Summary
granting a Colorado River stay without resolving a motion to dismiss for lack of personal jurisdiction or improper venue
Summary of this case from BCI Acrylic Bath Sys., Inc. v. Chameleon Power, Inc.Opinion
No. 00 C 5728
November 15, 2000
MEMORANDUM OPINION
National Record Mart, Inc. ("National") has filed a motion seeking alternative relief — dismissal or a transfer of venue to a Pennsylvania district court — of this action brought against National by M.S. Distributing Company ("M.S."). That motion has now been fully briefed by the parties and is ripe for disposition.
Although M.S. complains about the procedure established by Pennsylvania law, National has explained why its earlier commencement of an action in the Court of Common Pleas of Allegheny County is, under 735 ILC5 5/2-619 (a)(3), "another action pending between the same parties for the same cause." And that is so even though that prior action seeks declaratory relief rather than money damages.
Fully a third of a century has elapsed since the late great District Judge Hubert Will first held that Illinois' "prior action pending" statute was applicable to diversity cases in the federal district courts. This Court, coincidentally enough having succeeded to Judge Will's seat on the bench when he took senior status, has (like many other judges) consistently adhered to that position during its own two decades on the bench. And though our Court of Appeals has never been called upon to rule squarely on the question (see Chrysler Credit Corp. v. Marino, 63 F.3d 574, 579 (7th Cir. 1995)), its opinion in Locke v. Bonello, 965 F.2d 534, 538 n. 3 (7th Cir. 1992) has suggested the same treatment.

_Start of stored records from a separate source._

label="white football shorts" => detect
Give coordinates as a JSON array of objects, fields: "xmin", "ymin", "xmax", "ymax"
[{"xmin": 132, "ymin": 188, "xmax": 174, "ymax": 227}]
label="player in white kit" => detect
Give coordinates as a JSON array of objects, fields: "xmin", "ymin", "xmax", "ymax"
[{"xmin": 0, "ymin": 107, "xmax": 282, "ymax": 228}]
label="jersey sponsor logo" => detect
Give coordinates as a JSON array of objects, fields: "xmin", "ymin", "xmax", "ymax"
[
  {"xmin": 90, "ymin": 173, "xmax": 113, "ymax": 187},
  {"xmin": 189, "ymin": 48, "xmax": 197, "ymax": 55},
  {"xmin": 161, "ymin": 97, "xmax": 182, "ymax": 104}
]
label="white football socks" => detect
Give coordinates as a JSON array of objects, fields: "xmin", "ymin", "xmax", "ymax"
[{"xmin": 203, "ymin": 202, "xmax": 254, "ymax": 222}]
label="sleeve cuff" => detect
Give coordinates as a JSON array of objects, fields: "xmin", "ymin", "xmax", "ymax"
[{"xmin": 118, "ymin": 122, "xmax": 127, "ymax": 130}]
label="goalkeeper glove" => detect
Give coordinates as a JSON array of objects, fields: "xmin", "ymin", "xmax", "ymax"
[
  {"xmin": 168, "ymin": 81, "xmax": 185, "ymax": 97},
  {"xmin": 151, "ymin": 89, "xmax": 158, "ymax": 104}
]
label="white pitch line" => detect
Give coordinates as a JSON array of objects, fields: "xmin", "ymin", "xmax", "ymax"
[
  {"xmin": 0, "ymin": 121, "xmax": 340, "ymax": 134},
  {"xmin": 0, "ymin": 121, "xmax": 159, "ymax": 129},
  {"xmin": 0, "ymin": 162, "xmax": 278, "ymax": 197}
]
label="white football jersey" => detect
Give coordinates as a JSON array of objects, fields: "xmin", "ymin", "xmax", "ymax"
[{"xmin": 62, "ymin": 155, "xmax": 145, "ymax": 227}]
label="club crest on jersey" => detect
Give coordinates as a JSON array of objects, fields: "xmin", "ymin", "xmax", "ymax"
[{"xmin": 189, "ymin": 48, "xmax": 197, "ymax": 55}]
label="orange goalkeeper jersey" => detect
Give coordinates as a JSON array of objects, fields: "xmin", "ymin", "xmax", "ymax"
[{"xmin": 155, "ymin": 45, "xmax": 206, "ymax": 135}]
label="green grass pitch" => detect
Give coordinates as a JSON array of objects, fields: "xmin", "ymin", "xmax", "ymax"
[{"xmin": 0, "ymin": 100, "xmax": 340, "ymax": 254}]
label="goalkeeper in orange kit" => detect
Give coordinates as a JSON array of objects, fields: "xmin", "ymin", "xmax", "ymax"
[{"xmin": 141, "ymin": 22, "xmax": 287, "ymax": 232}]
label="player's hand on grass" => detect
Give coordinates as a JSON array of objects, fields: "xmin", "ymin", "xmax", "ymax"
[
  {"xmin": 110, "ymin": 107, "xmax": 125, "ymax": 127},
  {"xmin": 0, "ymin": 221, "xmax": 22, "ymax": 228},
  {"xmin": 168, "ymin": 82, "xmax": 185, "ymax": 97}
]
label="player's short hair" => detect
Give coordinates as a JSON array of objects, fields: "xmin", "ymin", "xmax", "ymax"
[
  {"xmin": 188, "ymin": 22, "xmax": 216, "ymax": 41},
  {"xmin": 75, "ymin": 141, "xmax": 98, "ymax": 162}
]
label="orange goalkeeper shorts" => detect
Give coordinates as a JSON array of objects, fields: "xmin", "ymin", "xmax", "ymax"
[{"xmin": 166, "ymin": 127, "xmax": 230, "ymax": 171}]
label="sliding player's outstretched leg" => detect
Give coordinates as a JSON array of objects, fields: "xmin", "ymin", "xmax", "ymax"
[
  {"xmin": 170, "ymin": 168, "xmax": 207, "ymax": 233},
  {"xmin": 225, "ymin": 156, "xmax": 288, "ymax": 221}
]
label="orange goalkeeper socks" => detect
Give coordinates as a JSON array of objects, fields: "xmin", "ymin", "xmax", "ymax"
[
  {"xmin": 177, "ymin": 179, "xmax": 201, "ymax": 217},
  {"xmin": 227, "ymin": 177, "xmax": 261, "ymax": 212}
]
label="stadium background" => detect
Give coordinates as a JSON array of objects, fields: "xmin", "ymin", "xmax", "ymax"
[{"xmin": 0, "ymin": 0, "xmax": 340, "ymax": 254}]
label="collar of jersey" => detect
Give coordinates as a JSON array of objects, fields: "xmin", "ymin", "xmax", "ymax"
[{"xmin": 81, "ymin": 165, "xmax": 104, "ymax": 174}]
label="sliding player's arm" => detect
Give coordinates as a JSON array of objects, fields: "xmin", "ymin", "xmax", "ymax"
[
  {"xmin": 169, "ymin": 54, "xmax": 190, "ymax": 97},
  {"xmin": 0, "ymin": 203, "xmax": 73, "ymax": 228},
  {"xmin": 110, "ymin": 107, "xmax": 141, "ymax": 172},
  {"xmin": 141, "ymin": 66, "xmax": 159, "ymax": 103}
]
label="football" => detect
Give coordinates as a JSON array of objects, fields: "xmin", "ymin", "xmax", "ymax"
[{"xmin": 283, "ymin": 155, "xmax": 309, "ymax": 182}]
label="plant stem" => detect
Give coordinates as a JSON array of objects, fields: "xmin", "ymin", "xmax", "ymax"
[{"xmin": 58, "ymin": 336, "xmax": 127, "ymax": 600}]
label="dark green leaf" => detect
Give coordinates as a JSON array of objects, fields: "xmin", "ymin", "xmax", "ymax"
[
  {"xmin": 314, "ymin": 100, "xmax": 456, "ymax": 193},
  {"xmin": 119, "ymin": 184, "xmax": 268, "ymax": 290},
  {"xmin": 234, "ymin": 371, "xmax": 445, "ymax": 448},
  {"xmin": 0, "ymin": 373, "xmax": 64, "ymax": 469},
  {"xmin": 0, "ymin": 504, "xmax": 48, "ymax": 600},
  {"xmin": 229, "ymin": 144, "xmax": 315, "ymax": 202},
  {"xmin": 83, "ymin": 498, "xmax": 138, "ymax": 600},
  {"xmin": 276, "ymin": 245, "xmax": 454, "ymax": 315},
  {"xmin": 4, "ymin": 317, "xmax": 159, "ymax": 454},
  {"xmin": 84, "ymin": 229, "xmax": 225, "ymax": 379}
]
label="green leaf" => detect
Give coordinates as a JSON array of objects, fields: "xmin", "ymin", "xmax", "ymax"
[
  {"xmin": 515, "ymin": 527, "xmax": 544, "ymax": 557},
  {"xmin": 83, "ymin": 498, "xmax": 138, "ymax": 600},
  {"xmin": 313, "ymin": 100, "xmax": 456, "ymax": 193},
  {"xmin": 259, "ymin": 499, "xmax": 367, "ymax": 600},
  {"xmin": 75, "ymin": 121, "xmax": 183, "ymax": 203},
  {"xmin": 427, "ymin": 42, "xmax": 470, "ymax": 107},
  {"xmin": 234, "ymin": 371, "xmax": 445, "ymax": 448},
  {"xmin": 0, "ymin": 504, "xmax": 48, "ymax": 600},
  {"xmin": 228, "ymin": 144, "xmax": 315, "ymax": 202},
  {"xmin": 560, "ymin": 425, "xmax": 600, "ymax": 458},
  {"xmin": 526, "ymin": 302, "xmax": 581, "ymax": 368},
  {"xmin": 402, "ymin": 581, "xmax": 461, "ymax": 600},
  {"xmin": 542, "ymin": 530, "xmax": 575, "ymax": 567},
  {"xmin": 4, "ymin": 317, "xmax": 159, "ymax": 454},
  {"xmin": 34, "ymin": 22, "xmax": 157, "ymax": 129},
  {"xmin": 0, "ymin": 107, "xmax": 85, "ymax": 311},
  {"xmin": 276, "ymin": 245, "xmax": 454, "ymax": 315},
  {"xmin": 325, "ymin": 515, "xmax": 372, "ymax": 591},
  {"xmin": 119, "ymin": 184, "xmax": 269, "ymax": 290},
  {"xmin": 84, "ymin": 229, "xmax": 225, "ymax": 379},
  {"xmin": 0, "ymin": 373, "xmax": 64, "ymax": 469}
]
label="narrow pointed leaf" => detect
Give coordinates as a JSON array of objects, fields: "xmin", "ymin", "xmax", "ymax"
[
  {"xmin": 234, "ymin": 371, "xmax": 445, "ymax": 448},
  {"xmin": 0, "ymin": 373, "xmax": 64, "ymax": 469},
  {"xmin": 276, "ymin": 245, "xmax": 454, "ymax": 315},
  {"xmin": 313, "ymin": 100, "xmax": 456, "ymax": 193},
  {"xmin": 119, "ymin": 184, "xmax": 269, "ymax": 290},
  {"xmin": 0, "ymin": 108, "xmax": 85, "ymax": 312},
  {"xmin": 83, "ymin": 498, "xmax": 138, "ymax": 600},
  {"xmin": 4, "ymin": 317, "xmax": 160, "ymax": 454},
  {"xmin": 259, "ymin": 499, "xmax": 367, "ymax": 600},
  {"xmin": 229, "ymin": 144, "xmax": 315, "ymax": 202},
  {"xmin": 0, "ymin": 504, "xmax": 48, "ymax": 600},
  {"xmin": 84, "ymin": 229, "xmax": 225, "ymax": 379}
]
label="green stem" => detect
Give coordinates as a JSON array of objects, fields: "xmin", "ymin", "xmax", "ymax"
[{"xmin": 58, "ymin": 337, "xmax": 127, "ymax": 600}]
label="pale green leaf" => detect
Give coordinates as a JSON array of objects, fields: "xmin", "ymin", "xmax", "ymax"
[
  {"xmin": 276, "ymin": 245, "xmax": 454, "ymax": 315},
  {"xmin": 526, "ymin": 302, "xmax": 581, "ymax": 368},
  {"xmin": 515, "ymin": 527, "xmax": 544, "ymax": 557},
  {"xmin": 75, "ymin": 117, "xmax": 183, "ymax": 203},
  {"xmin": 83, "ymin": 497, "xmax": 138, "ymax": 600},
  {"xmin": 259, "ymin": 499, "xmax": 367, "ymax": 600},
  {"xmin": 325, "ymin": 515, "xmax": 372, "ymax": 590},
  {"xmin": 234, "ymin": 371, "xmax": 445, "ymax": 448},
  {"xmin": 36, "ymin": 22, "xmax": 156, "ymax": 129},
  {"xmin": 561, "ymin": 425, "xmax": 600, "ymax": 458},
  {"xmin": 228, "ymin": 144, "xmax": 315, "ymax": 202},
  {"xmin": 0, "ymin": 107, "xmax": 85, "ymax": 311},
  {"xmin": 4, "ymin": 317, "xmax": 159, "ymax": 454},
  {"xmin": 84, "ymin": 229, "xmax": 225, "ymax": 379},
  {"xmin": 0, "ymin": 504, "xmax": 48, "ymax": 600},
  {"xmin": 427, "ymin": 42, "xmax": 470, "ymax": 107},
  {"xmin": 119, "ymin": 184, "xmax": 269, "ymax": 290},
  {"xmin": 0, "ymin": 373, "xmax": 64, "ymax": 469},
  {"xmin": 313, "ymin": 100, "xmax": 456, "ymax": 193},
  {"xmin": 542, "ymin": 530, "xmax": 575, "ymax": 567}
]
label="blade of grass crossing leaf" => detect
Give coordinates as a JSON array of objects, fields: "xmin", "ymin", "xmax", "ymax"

At the same time, what has been described as the "unflagging obligation" of a federal court to keep a case alive where a prior action has been brought in a state court rather than another federal court (Colorado River Water Conservation Dist. v. United States, 424 U.S. 800, 817 (1976)) counsels against dismissal. Instead a preferable disposition is to stay the later federal court action until the state court case has been resolved — for example, to protect against any possibility that a plaintiff such as M.S. seeking money damages (which it can, of course, seek through a counterclaim in the Pennsylvania action) may nonetheless be left without an effective remedy. Moreover, such a stay will most likely obviate the need for this Court to decide the issues of personal jurisdiction over National or the propriety of filing this action in this venue, both of which National has attacked here.
Accordingly M.S. will be given the option whether this action should preferably be transferred to this District Court's federal counterpart pursuant to 28 U.S.C. § 1404 (a) or 28 U.S.C. § 1406 or whether, instead, the case should simply be placed on the back burner here via a stay until the Pennsylvania state court action reaches its end. If no response on that score is received from M.S.'s counsel on or before November 27, 2000, this Court will enter an appropriate transfer order.